La pandémie a provoqué un nombre de morts inégalé depuis près de quatre-vingts ans, la natalité ne repart pas et les jeunes Italiens émigrent ; cette situation fragilise l’équilibre social et financier du pays. Pour en savoir plus, vernez au colloque EuropAgora jeudi 29 septembre à 18h30_ Cosmopolis
Sept cent mille morts. C’est un chiffre rond, qui frappe les esprits plus encore que les bilans de la protection civile italienne, qui, depuis février 2020 égrènent chaque jour à la même heure le terrible bilan de l’épidémie de Covid-19 en Italie. Selon l’Institut italien de la statistique (Istat), le nombre de décès enregistrés dans la Péninsule durant l’année 2020 dépassera cette barre, pour la première fois depuis 1944. Autrement dit, jamais, en temps de paix, l’Italie contemporaine n’aura connu une telle hécatombe.
Cette donnée, qui demande à être confirmée par des chiffres définitifs (ceux-ci n’ont pas encore été centralisés), dit de façon très éloquente l’ampleur de la surmortalité causée par le coronavirus ; durant la période 2015-2019, le nombre moyen des décès enregistrés en Italie s’établissait à 645 000. Pour cette raison, il a été abondamment commenté, début janvier, par l’ensemble des médias italiens.
Sans doute un autre chiffre rond de l’année aurait-il, au moins, mérité la même attention.

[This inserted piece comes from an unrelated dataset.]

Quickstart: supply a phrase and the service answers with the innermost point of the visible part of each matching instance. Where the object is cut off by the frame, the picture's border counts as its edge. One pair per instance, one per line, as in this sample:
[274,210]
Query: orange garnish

Il s’agit cette fois d’une barre qui risque de ne pas avoir été franchie en 2020, celle des 400 000 naissances
Bien sûr, l’actuelle pandémie n’est pour rien dans cette décrue débutée il y a plusieurs décennies, et que rien ne semble pourtant enrayer. Mais les conséquences sociales de la crise risquent de l’aggraver encore.
Le phénomène s’est installé dans le temps
Pourtant alors que l’actuelle majorité se déchire au Parlement, l’ancien premier ministre Matteo Renzi (ex-Parti démocrate, désormais à la tête du petit parti centriste Italia Viva) n’ayant pas de mots assez durs pour fustiger la gestion court-termiste des 209 milliards d’euros du « Recovery Fund » par l’actuel gouvernement, nul n’a jugé bon de reprendre à son compte la désillusion exprimée par le président du Forum des associations familiales, Giovanni de Palo : « Ce plan s’appelle “next generation”, donc nous nous attendions à quelque chose de plus pour les générations futures… »
Bien sûr, le déclin démographique et le vieillissement de la population sont deux phénomènes qui touchent l’ensemble du continent européen. Mais le phénomène est particulièrement marqué en Italie : à titre de comparaison, le pays, peuplé d’un peu moins de 60 millions d’habitants en 2020 n’enregistrera que 400 000 naissances quand la France, à peine plus peuplée (67 millions d’habitants), devrait en compter plus de 700 000.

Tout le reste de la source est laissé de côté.